Depending on one's point of view, environmental accounting can be considered either a subset or superset of accounting proper, because it aims to incorporate both economic and environmental information. It is a growing field that identifies measures and communicates costs from a company’s actual or potential impact on the environment. Costs can include costs to clean up or remediate contaminated sites, environmental fines, penalties and taxes, purchase of pollution prevention technologies and waste management costs.

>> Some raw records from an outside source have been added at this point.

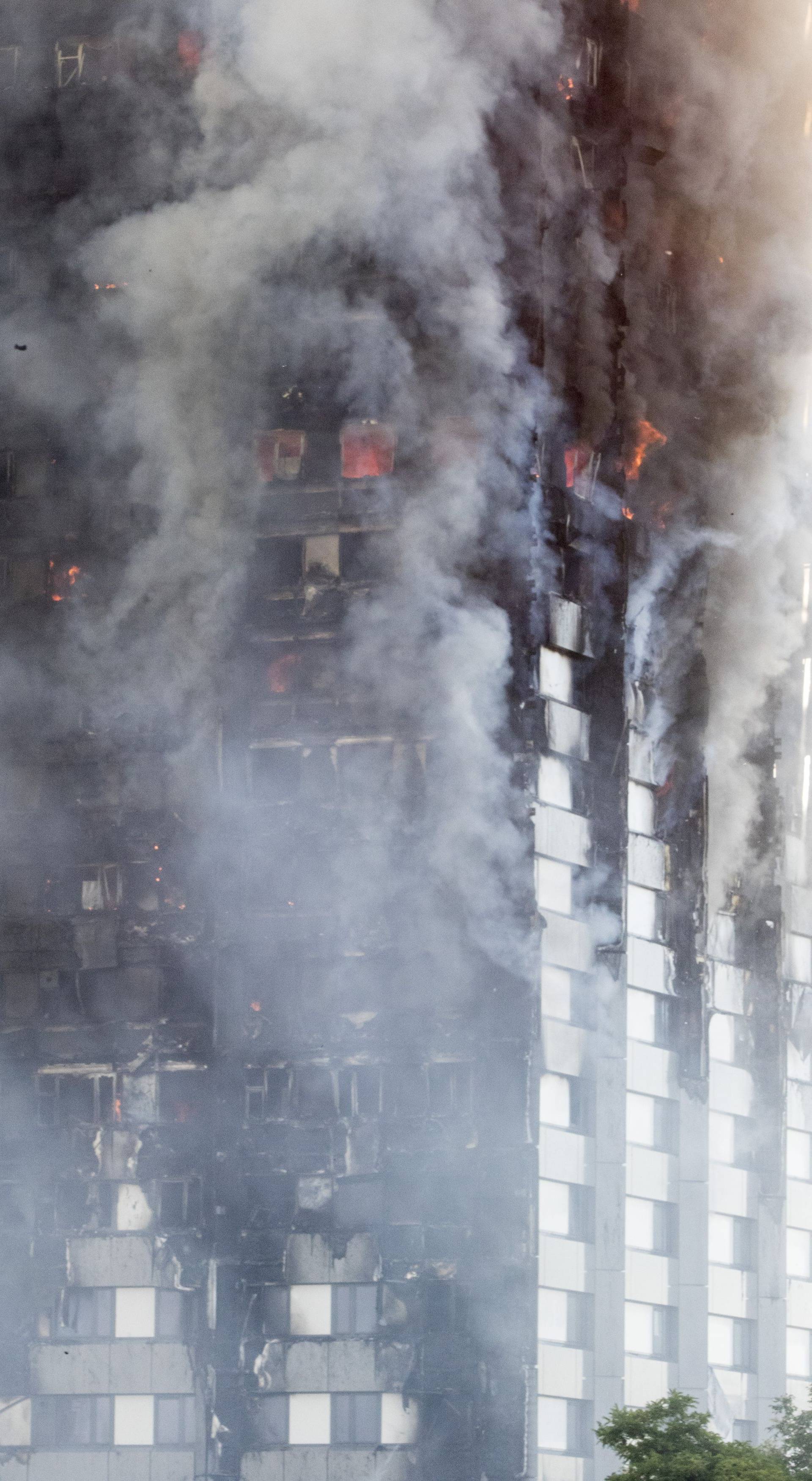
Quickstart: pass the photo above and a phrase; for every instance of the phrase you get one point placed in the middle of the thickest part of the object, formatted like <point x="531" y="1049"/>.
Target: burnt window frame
<point x="100" y="1099"/>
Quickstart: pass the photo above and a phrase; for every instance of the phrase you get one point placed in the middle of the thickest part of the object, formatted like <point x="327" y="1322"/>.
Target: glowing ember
<point x="190" y="51"/>
<point x="63" y="580"/>
<point x="647" y="438"/>
<point x="368" y="449"/>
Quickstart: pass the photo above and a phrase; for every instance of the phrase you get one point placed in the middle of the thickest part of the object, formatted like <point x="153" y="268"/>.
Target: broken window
<point x="449" y="1089"/>
<point x="179" y="1203"/>
<point x="63" y="1421"/>
<point x="76" y="1099"/>
<point x="357" y="1202"/>
<point x="175" y="1419"/>
<point x="267" y="1093"/>
<point x="360" y="1090"/>
<point x="583" y="159"/>
<point x="356" y="1419"/>
<point x="314" y="1093"/>
<point x="190" y="51"/>
<point x="280" y="454"/>
<point x="26" y="580"/>
<point x="444" y="1307"/>
<point x="181" y="1095"/>
<point x="83" y="1205"/>
<point x="368" y="449"/>
<point x="354" y="1310"/>
<point x="33" y="473"/>
<point x="276" y="772"/>
<point x="321" y="557"/>
<point x="101" y="888"/>
<point x="89" y="61"/>
<point x="406" y="1090"/>
<point x="362" y="556"/>
<point x="268" y="1419"/>
<point x="86" y="1313"/>
<point x="594" y="58"/>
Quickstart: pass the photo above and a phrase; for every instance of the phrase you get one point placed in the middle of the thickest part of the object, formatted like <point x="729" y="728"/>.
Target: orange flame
<point x="647" y="438"/>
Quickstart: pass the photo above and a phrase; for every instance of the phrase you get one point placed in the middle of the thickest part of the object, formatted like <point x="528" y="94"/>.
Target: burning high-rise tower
<point x="404" y="769"/>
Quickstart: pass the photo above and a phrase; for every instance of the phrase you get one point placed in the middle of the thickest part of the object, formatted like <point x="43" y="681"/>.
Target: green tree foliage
<point x="793" y="1431"/>
<point x="671" y="1440"/>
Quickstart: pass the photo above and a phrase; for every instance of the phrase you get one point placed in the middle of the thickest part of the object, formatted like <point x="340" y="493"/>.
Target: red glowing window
<point x="368" y="449"/>
<point x="280" y="454"/>
<point x="190" y="51"/>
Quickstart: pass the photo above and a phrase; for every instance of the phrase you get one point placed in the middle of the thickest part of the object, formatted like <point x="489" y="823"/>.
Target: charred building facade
<point x="406" y="936"/>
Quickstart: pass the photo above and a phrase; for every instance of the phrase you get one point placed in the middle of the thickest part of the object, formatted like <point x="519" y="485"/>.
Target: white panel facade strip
<point x="722" y="938"/>
<point x="555" y="676"/>
<point x="647" y="1379"/>
<point x="555" y="782"/>
<point x="730" y="1089"/>
<point x="568" y="627"/>
<point x="564" y="1372"/>
<point x="799" y="1205"/>
<point x="798" y="959"/>
<point x="561" y="1468"/>
<point x="799" y="1105"/>
<point x="728" y="987"/>
<point x="799" y="1304"/>
<point x="731" y="1292"/>
<point x="567" y="1156"/>
<point x="651" y="1071"/>
<point x="564" y="1048"/>
<point x="564" y="1264"/>
<point x="651" y="1175"/>
<point x="567" y="944"/>
<point x="650" y="1277"/>
<point x="567" y="731"/>
<point x="648" y="862"/>
<point x="554" y="886"/>
<point x="562" y="836"/>
<point x="650" y="965"/>
<point x="798" y="907"/>
<point x="731" y="1191"/>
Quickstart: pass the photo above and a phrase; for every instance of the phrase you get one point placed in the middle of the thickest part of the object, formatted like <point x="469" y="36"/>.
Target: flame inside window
<point x="645" y="439"/>
<point x="61" y="580"/>
<point x="368" y="449"/>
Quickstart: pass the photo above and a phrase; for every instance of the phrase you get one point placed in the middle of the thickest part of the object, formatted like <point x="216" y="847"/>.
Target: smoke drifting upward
<point x="718" y="294"/>
<point x="353" y="199"/>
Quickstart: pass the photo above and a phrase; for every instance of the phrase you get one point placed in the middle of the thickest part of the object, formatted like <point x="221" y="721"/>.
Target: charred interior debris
<point x="406" y="936"/>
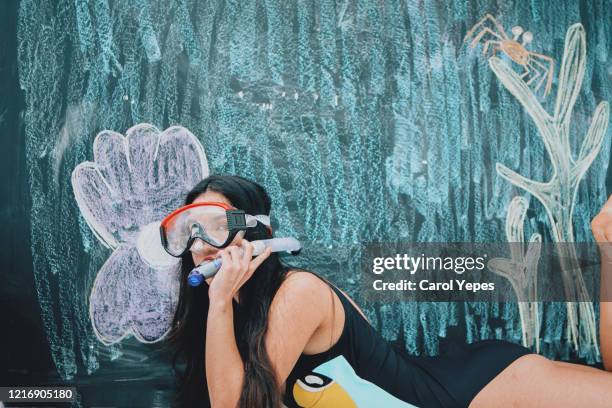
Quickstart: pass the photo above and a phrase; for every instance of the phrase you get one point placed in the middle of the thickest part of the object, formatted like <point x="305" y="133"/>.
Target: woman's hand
<point x="236" y="269"/>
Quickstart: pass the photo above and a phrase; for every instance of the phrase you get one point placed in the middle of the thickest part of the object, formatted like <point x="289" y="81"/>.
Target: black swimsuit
<point x="364" y="370"/>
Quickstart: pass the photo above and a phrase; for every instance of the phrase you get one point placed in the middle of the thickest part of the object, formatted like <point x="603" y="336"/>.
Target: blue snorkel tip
<point x="195" y="279"/>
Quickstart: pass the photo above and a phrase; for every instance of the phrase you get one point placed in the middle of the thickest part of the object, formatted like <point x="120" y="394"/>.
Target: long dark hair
<point x="187" y="336"/>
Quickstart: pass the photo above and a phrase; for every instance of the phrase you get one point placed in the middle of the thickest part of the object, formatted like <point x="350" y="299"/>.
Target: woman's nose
<point x="201" y="250"/>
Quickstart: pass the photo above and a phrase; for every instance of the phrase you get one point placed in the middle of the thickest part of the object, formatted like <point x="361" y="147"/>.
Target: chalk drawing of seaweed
<point x="522" y="270"/>
<point x="133" y="182"/>
<point x="559" y="193"/>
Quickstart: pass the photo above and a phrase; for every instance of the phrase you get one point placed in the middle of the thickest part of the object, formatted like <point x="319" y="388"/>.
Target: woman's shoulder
<point x="303" y="281"/>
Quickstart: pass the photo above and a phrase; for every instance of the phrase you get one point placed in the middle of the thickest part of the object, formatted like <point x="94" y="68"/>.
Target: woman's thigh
<point x="535" y="381"/>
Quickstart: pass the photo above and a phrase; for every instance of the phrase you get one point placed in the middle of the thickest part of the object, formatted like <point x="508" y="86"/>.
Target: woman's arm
<point x="297" y="310"/>
<point x="299" y="307"/>
<point x="224" y="366"/>
<point x="602" y="231"/>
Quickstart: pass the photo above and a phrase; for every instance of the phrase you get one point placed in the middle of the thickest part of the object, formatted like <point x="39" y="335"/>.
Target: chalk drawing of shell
<point x="133" y="182"/>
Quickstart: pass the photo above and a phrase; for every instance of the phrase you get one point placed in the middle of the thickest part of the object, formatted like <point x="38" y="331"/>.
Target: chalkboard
<point x="365" y="120"/>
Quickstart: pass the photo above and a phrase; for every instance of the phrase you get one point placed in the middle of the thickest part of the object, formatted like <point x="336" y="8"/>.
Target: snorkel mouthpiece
<point x="209" y="268"/>
<point x="194" y="279"/>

An environmental accounting system is composed of environmentally differentiated conventional accounting and ecological accounting. Environmentally differentiated accounting measures impacts of the natural environment on a company in monetary terms. Ecological accounting measures the impact a company has on the environment, but in physical units (e.g. kilograms of waste produced, kilojoules of energy consumed) rather then in monetary units.

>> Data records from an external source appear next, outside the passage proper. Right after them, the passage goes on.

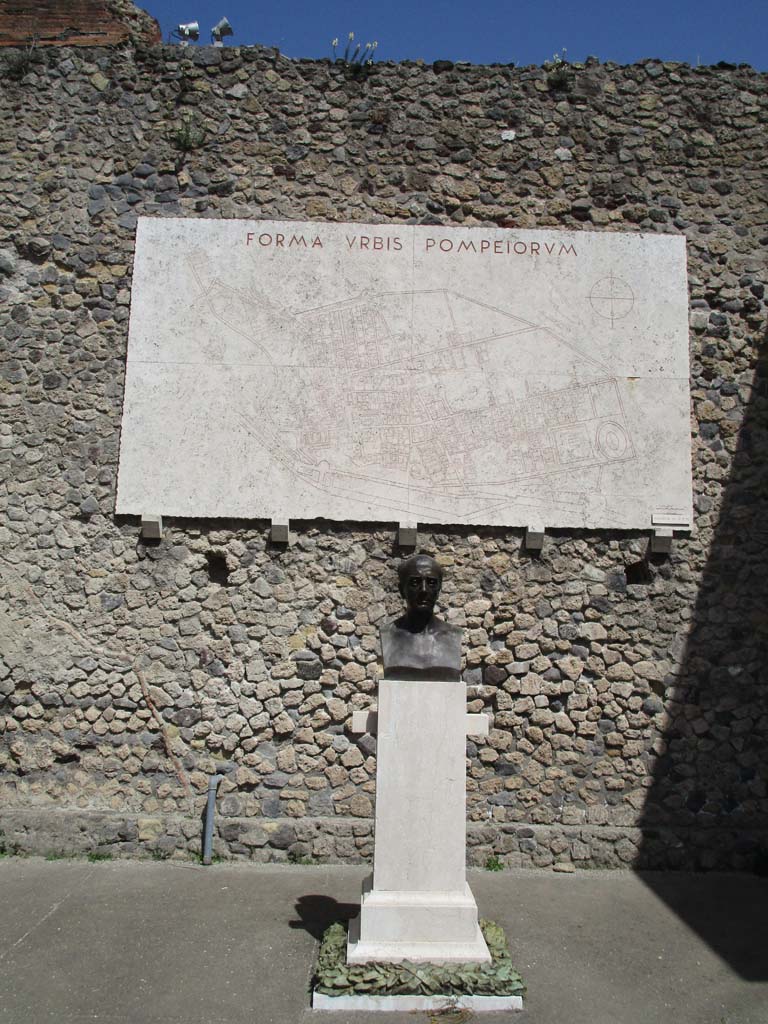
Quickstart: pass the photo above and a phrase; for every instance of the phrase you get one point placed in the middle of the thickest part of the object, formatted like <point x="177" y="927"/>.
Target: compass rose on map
<point x="611" y="298"/>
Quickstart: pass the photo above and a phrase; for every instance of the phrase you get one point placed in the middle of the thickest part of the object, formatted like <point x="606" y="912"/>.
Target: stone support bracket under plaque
<point x="418" y="904"/>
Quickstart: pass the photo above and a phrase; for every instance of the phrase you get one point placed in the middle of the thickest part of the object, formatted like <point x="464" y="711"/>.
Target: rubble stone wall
<point x="628" y="691"/>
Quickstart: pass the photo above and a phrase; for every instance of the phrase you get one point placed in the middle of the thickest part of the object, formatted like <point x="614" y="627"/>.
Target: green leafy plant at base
<point x="335" y="977"/>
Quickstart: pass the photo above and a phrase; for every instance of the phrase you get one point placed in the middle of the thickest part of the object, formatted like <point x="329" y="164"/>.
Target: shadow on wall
<point x="707" y="805"/>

There are several reasons why businesses may consider adopting environmental accounting as part of their accounting system.
Environmental accounting can be broken down in to three disciplines: Global Environmental Accounting, National Environmental Accounting and Corporate Environmental Accounting. Corporate Environmental Accounting can be further sub-divided in to Environmental Management Accounting and Environmental Financial Accounting.

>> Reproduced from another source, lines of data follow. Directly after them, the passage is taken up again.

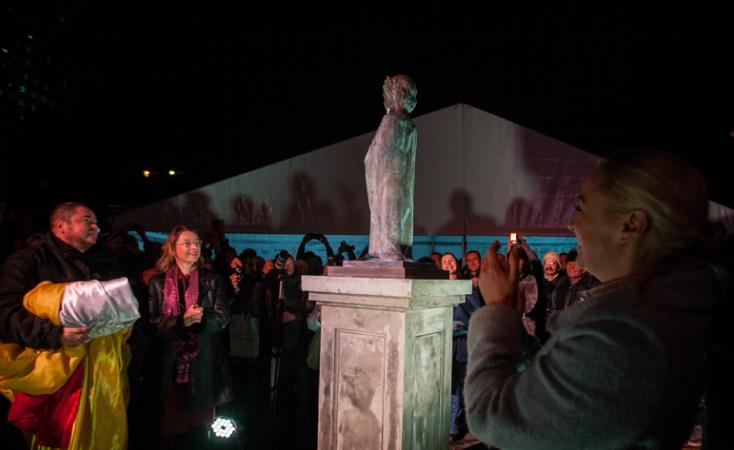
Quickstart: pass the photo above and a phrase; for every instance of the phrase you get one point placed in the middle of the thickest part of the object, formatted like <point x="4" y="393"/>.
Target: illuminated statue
<point x="390" y="173"/>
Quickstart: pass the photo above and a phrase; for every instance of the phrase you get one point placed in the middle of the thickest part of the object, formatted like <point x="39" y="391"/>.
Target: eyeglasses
<point x="188" y="243"/>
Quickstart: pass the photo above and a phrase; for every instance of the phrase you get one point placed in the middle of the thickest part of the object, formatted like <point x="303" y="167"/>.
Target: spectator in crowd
<point x="189" y="312"/>
<point x="62" y="354"/>
<point x="574" y="287"/>
<point x="628" y="359"/>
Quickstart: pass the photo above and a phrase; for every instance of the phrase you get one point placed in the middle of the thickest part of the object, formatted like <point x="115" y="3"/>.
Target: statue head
<point x="399" y="93"/>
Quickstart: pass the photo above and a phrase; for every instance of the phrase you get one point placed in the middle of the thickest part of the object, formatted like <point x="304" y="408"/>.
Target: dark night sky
<point x="217" y="91"/>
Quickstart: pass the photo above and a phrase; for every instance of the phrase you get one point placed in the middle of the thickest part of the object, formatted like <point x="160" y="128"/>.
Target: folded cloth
<point x="102" y="306"/>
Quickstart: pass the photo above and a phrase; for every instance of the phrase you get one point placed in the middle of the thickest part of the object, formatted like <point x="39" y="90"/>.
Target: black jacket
<point x="210" y="383"/>
<point x="54" y="261"/>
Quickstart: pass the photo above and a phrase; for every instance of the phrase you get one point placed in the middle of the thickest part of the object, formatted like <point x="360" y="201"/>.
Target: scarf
<point x="184" y="351"/>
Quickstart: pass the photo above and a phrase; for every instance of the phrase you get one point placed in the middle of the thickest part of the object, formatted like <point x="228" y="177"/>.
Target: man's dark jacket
<point x="55" y="261"/>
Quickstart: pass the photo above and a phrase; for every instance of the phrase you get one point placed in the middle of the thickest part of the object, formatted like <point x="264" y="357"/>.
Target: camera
<point x="281" y="273"/>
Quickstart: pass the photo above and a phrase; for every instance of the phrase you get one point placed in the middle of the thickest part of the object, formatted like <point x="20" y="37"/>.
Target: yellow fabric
<point x="35" y="371"/>
<point x="44" y="301"/>
<point x="101" y="420"/>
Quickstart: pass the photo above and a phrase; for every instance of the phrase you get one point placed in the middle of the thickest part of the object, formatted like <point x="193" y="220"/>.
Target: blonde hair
<point x="670" y="191"/>
<point x="168" y="250"/>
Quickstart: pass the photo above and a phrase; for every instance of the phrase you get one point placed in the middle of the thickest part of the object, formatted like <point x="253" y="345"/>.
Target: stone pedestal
<point x="385" y="368"/>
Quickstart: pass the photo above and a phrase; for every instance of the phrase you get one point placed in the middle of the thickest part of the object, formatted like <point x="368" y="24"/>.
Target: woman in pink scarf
<point x="189" y="312"/>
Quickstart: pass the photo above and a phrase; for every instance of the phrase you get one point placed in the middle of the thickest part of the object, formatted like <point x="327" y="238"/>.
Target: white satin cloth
<point x="102" y="306"/>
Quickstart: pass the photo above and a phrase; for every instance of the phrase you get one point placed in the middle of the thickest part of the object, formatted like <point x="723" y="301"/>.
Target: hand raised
<point x="497" y="281"/>
<point x="193" y="315"/>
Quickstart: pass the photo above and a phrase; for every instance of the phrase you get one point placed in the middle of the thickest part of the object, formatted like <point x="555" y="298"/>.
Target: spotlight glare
<point x="223" y="427"/>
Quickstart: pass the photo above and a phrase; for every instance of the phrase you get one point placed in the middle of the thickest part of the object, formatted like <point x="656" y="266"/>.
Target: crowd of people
<point x="619" y="330"/>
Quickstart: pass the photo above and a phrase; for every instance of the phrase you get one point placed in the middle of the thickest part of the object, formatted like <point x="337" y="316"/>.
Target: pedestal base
<point x="385" y="366"/>
<point x="374" y="268"/>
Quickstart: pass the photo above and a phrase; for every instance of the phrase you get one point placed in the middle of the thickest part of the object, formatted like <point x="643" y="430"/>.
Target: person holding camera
<point x="623" y="369"/>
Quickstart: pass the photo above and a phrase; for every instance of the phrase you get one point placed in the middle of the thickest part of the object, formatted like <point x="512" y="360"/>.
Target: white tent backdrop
<point x="476" y="174"/>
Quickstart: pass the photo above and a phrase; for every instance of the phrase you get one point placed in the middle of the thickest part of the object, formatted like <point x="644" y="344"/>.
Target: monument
<point x="390" y="173"/>
<point x="386" y="323"/>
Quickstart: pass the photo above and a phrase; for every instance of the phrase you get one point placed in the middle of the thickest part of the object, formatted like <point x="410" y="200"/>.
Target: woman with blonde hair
<point x="623" y="369"/>
<point x="188" y="311"/>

National environmental accounting is an accounting methodlogy that deals with energetics, ecology and economics at a global scale. The earth is the system of interest with the input, sequestration, and dissipation of solar energy - which constitute its energy budget (Odum 1996, Tennenbaum 1988).
National environmental accounting is an accounting approach that deals with economics on a national level. National environmental accounting is a macroeconomic measure that looks at the use of natural resources and the impacts of national policies on the environment.
In contrast to national environmental accounting, corporate environmental accounting focuses on the cost structure and environmental performance of a company.
Environmental management accounting is used by companies to make internal business strategy decisions. It can be defined as:
“''…the identification, collection, analysis, and use of two types of information for internal decision making: 1) Physical information on the use, flows and fates of energy,w ater and materials (including wastes) and 2) Monetary information on environmentally related costs, earnings and savings.”''
Environmental financial accounting is used to provide information needed by external stakeholders on a company’s financial status. This type of accounting allows companies to prepare financial reports for investors, lenders and other interested parties.